Plus de sept décennies après les faits, le passé colonial britannique rattrape Londres au cœur de l’État d’Enugu, dans le sud-est du Nigeria. Un tribunal local a rendu un jugement historique, condamnant le Royaume-Uni à verser 420 millions de livres sterling aux familles de mineurs de charbon abattus en 1949. Ce verdict ravive la mémoire d’une tragédie longtemps occultée : le 18 novembre 1949, la police coloniale ouvrait le feu sur des travailleurs grévistes de la vallée d’Iva qui réclamaient leurs arriérés de salaires. Avec 21 morts et 51 blessés, cet événement était devenu un catalyseur de la lutte pour l’indépendance nigériane, mais n’avait jamais, jusqu’à présent, fait l’objet d’une réparation judiciaire de cette ampleur.
La décision, portée par la pugnacité du militant des droits humains Mazi Greg Onog, crée un précédent juridique majeur sur le continent. En ordonnant le paiement de 20 millions de livres sterling à chacune des 21 familles des victimes, la justice nigériane affirme que Londres demeure comptable des actes de son administration coloniale, au-delà des successions de régimes et du temps qui passe. En refusant de comparaître devant la juridiction d’Enugu, les autorités britanniques ont adopté une ligne de défense classique de souveraineté, mais elles se retrouvent désormais face à une condamnation qui fragilise leur posture morale sur le dossier des réparations en Afrique.L’exécution de ce jugement se déplace désormais du prétoire vers les chancelleries. Abuja et Londres vont devoir engager des négociations diplomatiques serrées, car si le tribunal a tranché, la force exécutoire d’une telle décision sur un État tiers reste complexe. Les avocats des familles entendent désormais presser le gouvernement nigérian d’utiliser ce levier judiciaire pour obtenir un accord similaire à celui de 2013, lorsque le Royaume-Uni avait fini par indemniser les victimes kényanes de la révolte des Mau Mau.

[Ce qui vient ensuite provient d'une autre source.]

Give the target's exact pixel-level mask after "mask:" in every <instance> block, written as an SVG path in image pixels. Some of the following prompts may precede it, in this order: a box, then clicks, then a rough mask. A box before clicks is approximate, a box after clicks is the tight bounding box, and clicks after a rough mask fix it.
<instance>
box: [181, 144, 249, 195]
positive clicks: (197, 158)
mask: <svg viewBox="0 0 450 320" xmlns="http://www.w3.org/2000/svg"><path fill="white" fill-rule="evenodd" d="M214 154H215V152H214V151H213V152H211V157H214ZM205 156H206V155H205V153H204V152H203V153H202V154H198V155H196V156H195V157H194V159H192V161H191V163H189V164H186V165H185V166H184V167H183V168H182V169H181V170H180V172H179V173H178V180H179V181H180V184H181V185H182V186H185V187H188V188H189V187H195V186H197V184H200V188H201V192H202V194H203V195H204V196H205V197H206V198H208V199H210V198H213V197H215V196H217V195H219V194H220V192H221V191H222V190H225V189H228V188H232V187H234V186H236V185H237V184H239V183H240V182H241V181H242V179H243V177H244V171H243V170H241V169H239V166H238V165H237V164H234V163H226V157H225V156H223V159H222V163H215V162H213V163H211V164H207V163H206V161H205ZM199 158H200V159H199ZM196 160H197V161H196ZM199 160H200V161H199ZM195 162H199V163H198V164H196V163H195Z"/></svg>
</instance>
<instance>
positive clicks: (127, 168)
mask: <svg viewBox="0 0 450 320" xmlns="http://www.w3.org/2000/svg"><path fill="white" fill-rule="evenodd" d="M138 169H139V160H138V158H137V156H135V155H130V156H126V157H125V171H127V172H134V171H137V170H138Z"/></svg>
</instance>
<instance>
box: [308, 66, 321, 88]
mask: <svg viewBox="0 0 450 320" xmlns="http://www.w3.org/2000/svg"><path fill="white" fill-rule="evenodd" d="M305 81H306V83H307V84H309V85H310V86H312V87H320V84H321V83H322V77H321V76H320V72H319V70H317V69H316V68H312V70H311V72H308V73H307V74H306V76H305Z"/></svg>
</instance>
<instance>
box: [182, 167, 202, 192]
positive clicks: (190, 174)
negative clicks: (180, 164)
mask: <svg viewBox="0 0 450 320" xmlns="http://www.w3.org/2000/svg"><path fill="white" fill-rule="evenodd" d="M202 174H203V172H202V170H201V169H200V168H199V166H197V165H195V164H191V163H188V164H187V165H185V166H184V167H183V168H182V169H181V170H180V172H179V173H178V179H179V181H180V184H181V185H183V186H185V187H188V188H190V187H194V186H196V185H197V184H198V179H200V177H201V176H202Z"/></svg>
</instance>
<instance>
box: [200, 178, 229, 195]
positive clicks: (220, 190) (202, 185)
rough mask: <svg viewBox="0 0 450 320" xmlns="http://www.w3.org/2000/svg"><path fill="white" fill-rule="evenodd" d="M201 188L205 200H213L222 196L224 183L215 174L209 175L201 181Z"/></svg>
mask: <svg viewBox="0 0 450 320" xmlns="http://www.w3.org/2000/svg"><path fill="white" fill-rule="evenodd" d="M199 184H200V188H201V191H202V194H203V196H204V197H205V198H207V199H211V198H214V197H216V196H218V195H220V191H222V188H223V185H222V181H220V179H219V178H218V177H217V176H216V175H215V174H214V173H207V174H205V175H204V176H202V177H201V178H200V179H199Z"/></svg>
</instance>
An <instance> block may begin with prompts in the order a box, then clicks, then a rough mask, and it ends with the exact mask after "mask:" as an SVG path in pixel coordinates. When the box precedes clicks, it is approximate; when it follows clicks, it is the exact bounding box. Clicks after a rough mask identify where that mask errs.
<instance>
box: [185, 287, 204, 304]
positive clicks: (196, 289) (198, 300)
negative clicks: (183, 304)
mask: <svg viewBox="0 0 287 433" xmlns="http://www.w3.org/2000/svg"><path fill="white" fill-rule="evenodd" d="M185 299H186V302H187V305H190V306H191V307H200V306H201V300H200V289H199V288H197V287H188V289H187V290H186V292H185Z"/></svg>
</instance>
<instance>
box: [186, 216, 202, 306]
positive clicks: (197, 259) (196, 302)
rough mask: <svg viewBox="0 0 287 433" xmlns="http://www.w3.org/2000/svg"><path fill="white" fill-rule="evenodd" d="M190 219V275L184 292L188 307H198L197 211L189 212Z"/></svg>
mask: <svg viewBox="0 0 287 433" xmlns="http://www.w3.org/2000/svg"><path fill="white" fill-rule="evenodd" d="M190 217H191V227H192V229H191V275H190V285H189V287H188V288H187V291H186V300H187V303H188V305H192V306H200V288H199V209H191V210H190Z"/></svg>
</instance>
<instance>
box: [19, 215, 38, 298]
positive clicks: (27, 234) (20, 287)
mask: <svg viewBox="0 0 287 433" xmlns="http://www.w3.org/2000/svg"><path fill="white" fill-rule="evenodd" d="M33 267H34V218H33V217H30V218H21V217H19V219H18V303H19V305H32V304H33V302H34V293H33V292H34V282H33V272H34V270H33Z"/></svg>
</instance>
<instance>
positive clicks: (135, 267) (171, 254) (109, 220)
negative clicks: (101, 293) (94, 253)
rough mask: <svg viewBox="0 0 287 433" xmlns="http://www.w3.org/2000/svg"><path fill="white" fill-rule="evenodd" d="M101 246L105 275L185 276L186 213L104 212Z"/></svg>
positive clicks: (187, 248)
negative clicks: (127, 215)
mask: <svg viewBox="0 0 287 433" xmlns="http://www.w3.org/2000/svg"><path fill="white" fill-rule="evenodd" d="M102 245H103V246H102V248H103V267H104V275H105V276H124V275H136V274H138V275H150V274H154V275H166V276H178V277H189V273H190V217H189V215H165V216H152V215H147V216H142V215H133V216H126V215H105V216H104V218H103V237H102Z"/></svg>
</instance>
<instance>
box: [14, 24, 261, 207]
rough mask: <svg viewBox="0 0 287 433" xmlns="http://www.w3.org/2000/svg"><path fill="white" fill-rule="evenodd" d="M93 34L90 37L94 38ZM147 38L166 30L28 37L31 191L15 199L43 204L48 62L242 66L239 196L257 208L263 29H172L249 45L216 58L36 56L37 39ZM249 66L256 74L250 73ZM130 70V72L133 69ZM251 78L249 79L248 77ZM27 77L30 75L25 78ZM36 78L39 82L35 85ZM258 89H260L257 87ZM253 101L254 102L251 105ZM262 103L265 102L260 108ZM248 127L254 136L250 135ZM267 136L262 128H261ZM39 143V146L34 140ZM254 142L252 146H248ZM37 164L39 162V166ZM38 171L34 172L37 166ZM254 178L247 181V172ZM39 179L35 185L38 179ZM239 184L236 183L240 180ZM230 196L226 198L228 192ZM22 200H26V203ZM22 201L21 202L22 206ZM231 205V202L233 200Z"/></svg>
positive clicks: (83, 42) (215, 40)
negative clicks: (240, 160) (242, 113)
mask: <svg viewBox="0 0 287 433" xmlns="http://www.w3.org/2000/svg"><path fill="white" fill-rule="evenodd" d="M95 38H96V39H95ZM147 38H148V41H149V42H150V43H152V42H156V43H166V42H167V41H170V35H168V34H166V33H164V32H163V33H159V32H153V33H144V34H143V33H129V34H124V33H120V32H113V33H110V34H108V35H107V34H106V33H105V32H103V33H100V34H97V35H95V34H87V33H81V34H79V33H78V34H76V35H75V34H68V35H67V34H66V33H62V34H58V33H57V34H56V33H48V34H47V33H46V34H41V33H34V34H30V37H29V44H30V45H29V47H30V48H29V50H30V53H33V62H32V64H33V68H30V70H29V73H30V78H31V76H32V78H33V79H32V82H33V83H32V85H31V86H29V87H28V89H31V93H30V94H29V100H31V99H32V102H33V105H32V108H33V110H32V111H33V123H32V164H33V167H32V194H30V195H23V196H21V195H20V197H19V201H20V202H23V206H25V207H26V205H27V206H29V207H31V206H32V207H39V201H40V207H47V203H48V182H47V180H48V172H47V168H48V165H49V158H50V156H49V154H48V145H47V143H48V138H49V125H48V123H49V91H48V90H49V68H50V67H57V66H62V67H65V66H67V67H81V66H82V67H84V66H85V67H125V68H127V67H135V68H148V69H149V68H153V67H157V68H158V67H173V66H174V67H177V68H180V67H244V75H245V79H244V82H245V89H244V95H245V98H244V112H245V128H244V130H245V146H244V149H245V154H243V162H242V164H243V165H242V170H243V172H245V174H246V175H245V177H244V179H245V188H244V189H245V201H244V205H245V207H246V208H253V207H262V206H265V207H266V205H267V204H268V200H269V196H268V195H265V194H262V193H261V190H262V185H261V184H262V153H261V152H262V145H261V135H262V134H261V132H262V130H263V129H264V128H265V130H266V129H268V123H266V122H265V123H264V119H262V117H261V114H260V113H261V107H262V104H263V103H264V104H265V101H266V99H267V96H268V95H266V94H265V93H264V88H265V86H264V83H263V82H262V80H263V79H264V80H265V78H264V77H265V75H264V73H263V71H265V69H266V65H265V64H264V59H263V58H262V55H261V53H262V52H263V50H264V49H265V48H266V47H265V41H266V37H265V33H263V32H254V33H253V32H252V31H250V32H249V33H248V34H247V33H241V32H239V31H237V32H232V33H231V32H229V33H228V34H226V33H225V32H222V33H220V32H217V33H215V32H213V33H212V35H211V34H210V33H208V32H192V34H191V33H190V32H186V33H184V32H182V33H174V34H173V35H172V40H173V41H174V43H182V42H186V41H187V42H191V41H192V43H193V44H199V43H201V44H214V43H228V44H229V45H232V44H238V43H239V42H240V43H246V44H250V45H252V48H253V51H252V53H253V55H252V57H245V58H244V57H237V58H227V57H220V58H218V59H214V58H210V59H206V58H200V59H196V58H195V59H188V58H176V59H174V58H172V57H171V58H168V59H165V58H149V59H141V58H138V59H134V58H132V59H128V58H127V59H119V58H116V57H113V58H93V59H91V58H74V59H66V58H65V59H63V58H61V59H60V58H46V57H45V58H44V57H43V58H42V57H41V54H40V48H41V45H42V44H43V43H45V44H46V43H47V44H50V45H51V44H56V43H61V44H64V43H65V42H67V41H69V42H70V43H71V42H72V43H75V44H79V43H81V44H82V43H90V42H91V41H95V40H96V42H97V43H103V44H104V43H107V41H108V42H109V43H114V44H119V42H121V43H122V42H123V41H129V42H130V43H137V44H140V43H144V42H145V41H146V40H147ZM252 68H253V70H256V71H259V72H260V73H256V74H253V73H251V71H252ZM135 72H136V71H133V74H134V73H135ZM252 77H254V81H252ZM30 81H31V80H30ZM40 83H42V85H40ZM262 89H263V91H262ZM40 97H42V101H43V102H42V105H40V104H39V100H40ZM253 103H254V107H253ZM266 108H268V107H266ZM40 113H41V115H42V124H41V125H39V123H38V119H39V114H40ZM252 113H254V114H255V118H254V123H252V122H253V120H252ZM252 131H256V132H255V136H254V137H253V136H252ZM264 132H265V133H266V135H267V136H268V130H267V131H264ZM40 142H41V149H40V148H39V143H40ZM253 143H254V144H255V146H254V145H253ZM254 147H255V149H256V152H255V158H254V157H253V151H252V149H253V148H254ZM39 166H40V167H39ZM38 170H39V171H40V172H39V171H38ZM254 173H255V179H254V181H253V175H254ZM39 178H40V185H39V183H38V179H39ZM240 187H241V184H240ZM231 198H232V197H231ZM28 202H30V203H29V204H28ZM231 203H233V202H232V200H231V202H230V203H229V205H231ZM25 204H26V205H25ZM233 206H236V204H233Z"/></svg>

Pour le Nigeria, ce dossier est un test de sa capacité à transformer un succès juridique local en une victoire diplomatique internationale.En définitive, ce verdict d’Enugu résonne comme un avertissement pour les anciennes puissances coloniales dont les archives regorgent encore d’épisodes de répression sanglante. En sortant le massacre de la vallée d’Iva de l’oubli mémoriel, la justice nigériane participe au mouvement global de demande de comptes pour les crimes du passé. Au-delà de la somme astronomique en jeu, c’est la reconnaissance officielle d’une injustice historique qui est ici célébrée. Si Londres persiste dans son refus, ce jugement pourrait n’être que le premier d’une longue série de recours lancés par des sociétés civiles africaines de plus en plus déterminées à obtenir réparation devant leurs propres tribunaux.